Iraq

Different Times

Saddam pants.jpg

Saddam Hussein reacts to his being photographed in jail by suing the Sun, the British newspaper running the pictures. He complains his privacy has been violated. Lawyers are already arguing about the strength of the case.

Conditions in Iraqi jails have certainly improved since Saddam was in charge of the criminal justice system rather than being the most notorious prisoner.

Here’s a reminder of the days when access to lawyers was a little less easy for inmates. It’s an account of Rafat Abdulmajeed Muhammad’s time inside Abu Ghraib during the 1990’s:

He spent the next three years in solitary confinement. He was taken out of his cell twice a week for beatings. He said that in the prison basement were deep pits, each a metre wide. Up to ten prisoners deemed guilty of disciplinary offences would be dropped into these pits and kept there for a week at a time. “Many died in those pits,” he said.

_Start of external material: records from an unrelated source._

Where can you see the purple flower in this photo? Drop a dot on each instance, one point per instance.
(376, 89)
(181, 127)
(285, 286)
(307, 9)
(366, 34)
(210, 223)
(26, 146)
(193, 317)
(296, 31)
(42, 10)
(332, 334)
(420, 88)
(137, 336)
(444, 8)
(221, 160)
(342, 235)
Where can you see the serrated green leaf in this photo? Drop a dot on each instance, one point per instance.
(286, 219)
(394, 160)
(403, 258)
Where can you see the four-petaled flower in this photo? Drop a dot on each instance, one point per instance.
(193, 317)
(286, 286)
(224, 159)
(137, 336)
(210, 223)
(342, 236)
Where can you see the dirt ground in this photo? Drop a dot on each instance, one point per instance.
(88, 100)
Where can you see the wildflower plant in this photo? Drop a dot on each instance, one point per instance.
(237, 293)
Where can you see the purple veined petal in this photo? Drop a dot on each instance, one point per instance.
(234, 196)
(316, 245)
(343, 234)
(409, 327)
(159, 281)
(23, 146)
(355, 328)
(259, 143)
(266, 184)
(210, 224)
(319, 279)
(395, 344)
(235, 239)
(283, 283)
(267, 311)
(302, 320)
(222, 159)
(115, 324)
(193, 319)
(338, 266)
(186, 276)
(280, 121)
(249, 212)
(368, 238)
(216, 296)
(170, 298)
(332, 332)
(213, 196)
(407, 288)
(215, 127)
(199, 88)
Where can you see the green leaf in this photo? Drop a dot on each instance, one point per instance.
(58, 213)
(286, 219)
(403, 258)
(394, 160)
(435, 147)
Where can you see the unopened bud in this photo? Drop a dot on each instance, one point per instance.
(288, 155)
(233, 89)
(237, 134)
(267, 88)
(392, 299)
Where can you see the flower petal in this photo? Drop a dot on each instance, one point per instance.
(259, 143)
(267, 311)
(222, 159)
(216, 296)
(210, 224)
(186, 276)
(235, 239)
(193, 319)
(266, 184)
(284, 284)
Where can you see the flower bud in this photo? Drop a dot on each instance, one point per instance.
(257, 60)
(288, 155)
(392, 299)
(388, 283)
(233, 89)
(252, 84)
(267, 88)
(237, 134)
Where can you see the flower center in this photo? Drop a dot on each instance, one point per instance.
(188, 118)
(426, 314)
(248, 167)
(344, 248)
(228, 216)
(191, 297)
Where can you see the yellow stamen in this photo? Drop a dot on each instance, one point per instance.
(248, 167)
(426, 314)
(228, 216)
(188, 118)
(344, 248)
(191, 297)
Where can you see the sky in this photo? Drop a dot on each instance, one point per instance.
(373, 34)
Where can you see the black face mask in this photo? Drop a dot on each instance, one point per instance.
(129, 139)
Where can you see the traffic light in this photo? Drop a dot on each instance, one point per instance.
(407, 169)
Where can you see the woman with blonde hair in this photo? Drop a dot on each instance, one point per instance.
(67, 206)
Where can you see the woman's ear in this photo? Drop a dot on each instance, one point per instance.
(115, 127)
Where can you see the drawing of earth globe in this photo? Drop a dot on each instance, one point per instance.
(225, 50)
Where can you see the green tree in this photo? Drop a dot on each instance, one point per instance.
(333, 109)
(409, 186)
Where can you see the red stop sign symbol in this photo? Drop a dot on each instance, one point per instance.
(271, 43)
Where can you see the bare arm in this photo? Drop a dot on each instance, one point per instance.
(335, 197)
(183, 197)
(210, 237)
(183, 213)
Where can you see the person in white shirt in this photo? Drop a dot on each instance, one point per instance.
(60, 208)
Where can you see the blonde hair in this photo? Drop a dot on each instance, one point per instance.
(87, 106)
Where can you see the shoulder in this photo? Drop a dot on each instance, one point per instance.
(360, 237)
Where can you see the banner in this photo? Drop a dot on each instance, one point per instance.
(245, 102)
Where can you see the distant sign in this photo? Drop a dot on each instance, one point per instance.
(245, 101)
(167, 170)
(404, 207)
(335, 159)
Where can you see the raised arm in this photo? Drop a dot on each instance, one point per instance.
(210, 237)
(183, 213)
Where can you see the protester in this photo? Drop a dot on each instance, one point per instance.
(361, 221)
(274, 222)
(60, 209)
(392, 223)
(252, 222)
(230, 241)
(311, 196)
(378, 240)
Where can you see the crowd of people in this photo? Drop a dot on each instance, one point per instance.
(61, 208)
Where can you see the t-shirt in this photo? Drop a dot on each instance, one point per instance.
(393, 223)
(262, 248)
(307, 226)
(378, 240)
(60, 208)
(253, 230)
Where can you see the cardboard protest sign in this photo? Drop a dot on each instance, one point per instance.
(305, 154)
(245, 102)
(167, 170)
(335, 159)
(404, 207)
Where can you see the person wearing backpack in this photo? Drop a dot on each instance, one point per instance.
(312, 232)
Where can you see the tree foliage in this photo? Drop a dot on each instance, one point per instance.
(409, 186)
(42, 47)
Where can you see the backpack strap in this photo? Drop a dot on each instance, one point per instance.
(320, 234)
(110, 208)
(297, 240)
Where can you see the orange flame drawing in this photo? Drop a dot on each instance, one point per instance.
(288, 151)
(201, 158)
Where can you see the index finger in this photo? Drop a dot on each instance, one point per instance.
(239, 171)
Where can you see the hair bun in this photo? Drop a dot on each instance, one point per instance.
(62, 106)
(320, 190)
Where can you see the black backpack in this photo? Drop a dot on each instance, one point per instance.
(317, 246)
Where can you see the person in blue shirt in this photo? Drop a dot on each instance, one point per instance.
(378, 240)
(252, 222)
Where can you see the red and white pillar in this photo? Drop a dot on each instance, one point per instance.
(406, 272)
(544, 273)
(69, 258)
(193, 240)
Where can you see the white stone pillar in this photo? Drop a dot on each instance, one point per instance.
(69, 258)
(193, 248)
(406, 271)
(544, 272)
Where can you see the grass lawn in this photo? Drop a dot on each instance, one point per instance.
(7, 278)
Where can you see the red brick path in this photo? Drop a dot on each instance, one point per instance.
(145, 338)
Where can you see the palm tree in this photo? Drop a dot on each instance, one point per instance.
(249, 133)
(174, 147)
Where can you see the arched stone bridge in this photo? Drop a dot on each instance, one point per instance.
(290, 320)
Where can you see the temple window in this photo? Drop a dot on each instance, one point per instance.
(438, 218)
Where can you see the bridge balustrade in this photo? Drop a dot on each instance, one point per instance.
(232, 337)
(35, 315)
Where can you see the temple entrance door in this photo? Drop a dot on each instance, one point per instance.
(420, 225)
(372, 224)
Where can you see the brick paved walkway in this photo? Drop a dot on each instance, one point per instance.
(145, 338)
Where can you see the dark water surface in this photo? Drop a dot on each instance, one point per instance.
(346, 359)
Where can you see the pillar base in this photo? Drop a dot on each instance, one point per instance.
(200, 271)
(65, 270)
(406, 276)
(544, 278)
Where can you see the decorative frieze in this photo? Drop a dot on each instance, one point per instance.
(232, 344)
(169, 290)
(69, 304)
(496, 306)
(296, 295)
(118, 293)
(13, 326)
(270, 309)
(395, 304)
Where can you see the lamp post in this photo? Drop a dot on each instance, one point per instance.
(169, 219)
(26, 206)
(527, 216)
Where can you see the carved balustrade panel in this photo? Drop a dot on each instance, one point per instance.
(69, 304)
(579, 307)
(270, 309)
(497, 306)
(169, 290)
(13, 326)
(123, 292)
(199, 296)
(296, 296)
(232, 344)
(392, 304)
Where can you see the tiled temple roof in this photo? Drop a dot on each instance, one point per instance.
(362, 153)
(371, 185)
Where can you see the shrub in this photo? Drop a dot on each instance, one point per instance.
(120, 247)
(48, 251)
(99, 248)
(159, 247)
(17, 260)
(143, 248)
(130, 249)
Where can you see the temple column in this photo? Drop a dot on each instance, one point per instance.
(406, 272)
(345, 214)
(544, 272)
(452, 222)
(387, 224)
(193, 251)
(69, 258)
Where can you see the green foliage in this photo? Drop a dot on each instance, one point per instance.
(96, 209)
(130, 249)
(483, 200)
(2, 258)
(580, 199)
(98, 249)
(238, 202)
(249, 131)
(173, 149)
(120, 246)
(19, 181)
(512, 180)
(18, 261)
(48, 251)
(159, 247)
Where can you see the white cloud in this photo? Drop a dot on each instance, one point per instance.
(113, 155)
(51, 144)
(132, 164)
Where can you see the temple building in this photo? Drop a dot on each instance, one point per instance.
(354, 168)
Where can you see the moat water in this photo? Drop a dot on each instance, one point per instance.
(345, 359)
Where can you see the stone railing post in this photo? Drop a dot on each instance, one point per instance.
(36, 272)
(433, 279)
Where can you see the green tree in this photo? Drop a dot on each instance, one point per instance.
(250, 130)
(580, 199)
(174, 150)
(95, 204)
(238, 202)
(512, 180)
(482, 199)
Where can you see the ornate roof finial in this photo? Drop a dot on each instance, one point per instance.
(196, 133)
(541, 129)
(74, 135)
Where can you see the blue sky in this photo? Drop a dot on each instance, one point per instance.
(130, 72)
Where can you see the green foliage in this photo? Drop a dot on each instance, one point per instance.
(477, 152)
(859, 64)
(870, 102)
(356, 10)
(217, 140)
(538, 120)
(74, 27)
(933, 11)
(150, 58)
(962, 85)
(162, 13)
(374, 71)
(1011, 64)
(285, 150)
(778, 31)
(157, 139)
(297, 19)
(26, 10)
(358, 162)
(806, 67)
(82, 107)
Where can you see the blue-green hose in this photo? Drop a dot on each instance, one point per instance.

Last summer Mr Muhammad had the top joint of the second finger of his left hand smashed off with an iron bar for insulting Saddam, an offence for which five years were added to his sentence.

On October 20 last year, 400 prisoners were taken out before dawn and marched to a field inside the Abu Greeb complex, where they were shot.

“In a way it was good news for us,” Mr Muhammad said. “Though executions happened the whole time, usually mass killings preceeded an amnesty. It was a way the authorities had of culling the prison population. So that morning, after the shooting, we hoped some of us may be freed.”